At this point we have seen several mutable data structures using refs and arrays. Today we will look at hash tables.
We've seen various implementations for building sets or map abstractions. First we had simple lists, which had O(n) access time. We can also also implement sets (or maps) using binary search trees, by storing values (or key-value pairs) in the node of the tree. If the tree is balance, then access operations in tree implementations have O(lg n) access time. Our current best results are this:
linked list, no duplicates | balanced trees (e.g., AVL) | |
add (insert) |
O(n) | O(lg n) |
delete (remove) |
O(n) | O(lg n) |
member (contains) |
O(n) | O(lg n) |
What if we could do even better? It turns out that we can implement mutable sets and maps more efficiently than the immutable (functional) sets and maps we've been looking at so far. In fact, we can perform these operations in O(1) time with hash tables, implemented using arrays. The idea is to exploit the power of arrays to update a random element in O(1) time.
In a hash table we store entries using an array of lists of elements. We ensure that each list is small, O(1) to be precise, so simple functional lists without duplicates work fine. This data structure (the hash table) is a big array of O(n) elements, called buckets. Each bucket is a functional (immutable) set containing O(1) elements, and the elements of the set as a whole are partitioned among all the buckets. We cannot really guarantee that the sets are O(1) in size, so hashing is expected case O(1) time, but in the worst case can be O(n) - if some fraction of the elements all hash to the same bucket. Thus it is important to ensure that the mapping of elements to buckets "spreads out" the elements across the buckets.
There is one key piece missing: in which bucket should a set element be
stored? We provide a hash function h(e)
that given a set element e returns the index of
a bucket that element should be stored into. The hash table works well if each
element is equally and independently likely to be hashed into any particular
bucket; this condition is the simple uniform hashing assumption. Suppose
we have n elements in the set and the
bucket array is length m. Then we expect
a = n/m
elements per bucket. The quantity a is called the
load factor of the hash table. If the set implementation used for the
buckets has linear performance, then we expect to take O(1+a)
time to do add
, remove
, and member
. If
the number of buckets is at proportional to the number of elements, the load
factor a is O(1), so all
the operations are also O(1) on average.
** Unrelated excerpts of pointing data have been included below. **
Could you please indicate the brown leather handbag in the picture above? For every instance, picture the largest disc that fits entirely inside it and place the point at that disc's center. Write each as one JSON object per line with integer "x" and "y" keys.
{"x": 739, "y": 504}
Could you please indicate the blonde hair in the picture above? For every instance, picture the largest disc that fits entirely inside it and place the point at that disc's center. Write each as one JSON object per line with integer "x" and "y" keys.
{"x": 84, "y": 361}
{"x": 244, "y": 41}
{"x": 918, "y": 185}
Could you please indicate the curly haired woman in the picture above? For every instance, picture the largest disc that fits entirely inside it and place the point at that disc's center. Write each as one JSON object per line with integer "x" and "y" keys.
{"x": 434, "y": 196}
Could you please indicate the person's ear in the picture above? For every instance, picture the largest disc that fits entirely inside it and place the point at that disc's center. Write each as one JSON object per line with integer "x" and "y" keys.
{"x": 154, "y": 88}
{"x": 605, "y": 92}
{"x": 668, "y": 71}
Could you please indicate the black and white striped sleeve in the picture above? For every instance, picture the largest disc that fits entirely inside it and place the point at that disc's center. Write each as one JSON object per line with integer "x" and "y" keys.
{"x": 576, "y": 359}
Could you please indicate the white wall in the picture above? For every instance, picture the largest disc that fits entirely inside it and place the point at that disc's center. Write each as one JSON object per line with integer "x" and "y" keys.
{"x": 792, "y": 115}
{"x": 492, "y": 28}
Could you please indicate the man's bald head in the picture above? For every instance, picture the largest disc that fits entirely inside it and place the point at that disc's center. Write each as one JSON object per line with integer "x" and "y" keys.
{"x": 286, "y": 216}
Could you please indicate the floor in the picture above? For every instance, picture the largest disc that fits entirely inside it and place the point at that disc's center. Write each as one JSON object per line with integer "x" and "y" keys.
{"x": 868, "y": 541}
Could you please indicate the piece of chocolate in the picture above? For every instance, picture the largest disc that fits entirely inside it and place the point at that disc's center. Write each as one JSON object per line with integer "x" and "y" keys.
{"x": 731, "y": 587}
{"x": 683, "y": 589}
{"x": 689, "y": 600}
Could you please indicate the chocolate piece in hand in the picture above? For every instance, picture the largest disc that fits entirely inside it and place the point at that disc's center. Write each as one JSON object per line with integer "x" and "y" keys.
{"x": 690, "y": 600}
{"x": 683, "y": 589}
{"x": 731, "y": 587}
Notice
that the worst case performance of a hash table is O(n),
however, because in the worst case all of the elements hash to the same bucket.
If the hash function is chosen well, this will be extremely unlikely.
Hash tables are generally implemented as maps, mapping from keys to values. It is easy to implement a set as a map, by simply using the presence of a key to indicate than an element is in a set.
Here is a simple signature for hash tables.
signature HASH_TABLE = sig type key type value type hashtable (* new(n) creates a hash table with n buckets *) val new : int -> hashtable (* insert(ht,key,value) updates a hash table to contain the * mapping from key to value. If key already is in the hash * table then this new value is stored in place of the old one.*) val insert : hashtable * key * value -> unit (* lookup(ht,key) returns the corresponding SOME value if key is * found in the hash table, otherwise NONE *) val lookup : hashtable * key -> value option (* delete(ht,key) removes the specified key and its value if present * otherwise has no effect *) val delete : hashtable * key -> unit (* The size of a hash table *) val size : hashtable -> int end
A key issue that affects our implementation is our choice of the hash function (and the number of buckets, which is of course determined by the hash function). Clearly, a bad hash function can destroy our attempts at a constant running time, since in the worst case we have to search O(n) buckets. If we're mapping names to phone numbers, then hashing each name to its length would be a very poor function, as would a hash function that used only the first name, or only the last name. We want our hash function to use all of the information in the key.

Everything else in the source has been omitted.